The London P&I Club prepared for a change in its leadership with a turnaround of fortunes in 2023/2024 after a grim previous 12 months, according to figures posted on Monday.

The club — one of the smallest members of the 12-strong international group of protection and indemnity clubs and the worst performing in the 2022/2023 policy year — reported a return to profitability for both underwriting and investment as chief executive Ian Gooch prepares to bow out.

A year of few major claims boosted underwriting results, with the club reporting a combined ratio of 83%. A ratio of below 100% represents an underwriting profit and was a marked swing from the previous year’s result of 128%, worse than any other club in the International Group of P&I Clubs.

The club also reported a strong investment performance with a profit of $17.4m, representing a 5% return. The results allowed the club to significantly rebuild its free reserves — a key sign of underlying strength — from $114m to $150m.

The figure remains below the $164m of the 2021/2022 policy year, but the club’s leadership said it had been working to put its finances on a more sustainable footing.

Gooch said: “The work over recent years to address discrepancies between fleet premiums and risk profiles has helped to restore rates and deductibles to more sustainable levels.”
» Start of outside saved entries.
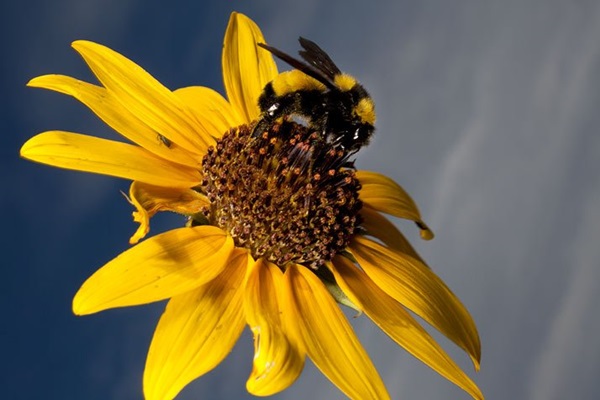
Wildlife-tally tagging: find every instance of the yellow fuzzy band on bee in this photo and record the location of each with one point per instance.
(365, 109)
(295, 80)
(344, 82)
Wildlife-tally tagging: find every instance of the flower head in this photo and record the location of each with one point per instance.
(280, 227)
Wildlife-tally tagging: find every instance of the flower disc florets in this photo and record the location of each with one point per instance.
(285, 195)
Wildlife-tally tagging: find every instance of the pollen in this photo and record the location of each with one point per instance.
(285, 195)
The club made a supplementary call to members in 2021 to strengthen its finances and was hit by a series of major claims.
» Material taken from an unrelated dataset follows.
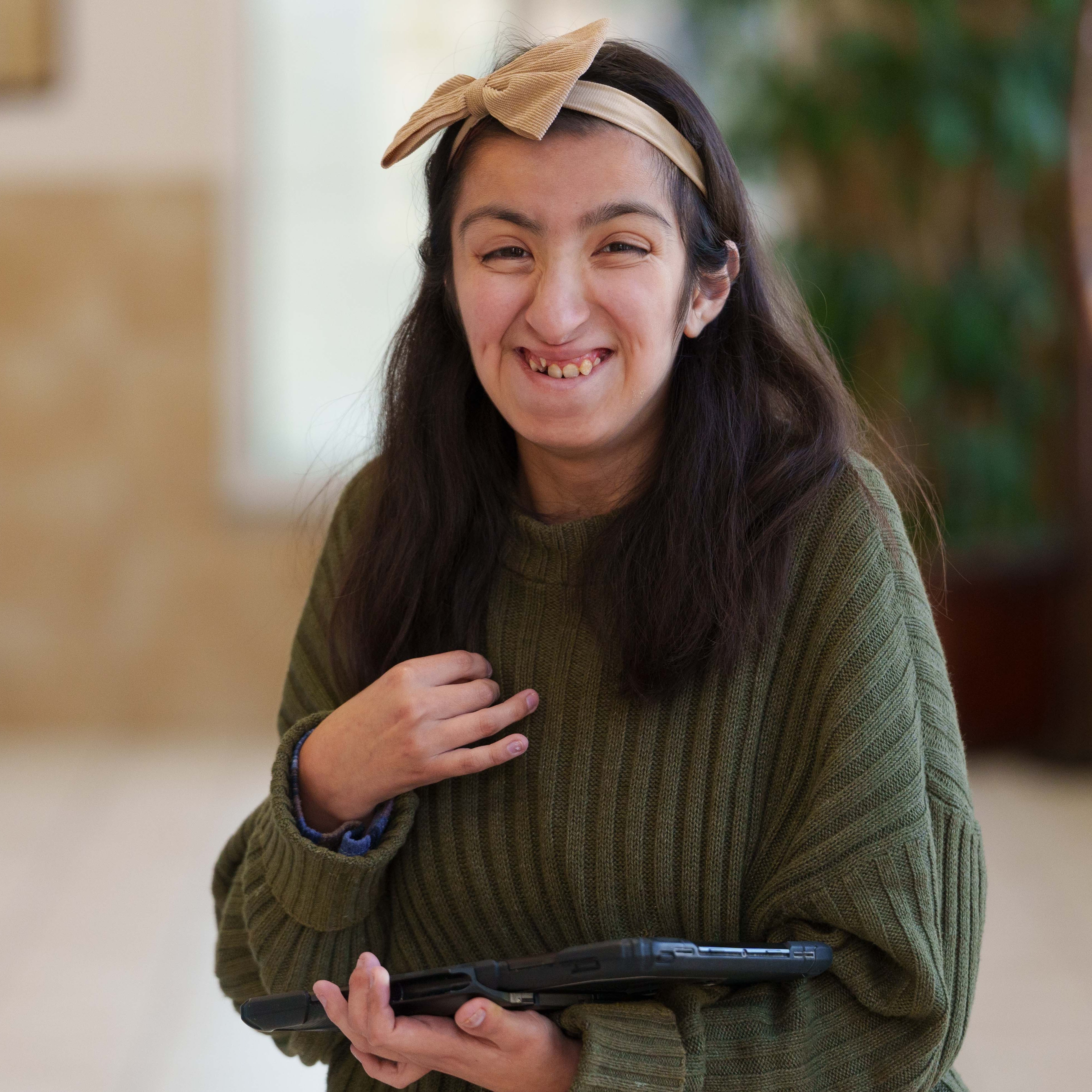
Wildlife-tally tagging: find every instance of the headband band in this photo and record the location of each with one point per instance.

The club increased its mutual book of business by 8.9% at February’s renewal round to reach 44.1m gt. That also marked a rebound from the previous year after parting ways with a number of its members, unwilling to be part of the higher pricing structure.
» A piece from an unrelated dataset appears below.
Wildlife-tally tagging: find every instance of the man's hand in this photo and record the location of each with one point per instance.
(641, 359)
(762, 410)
“We want to set rates which enable us to develop and maintain the kind of long-term close working relationships we want to have [with shipowners],” Gooch told TradeWinds.

“If members want to enjoy the type of service support that we provide, they appreciate… it’s a two-way street. We provide a service but it needs to be priced on a sensible, realistic footing.”

He said that member retention had been high over the last two or three years despite the “pretty challenging” period.

Former group managing director at the Standard Club, James Bean, will take over from Gooch later this year.

Bean, a key player in the NorthStandard merger, has been charged with growing the existing business.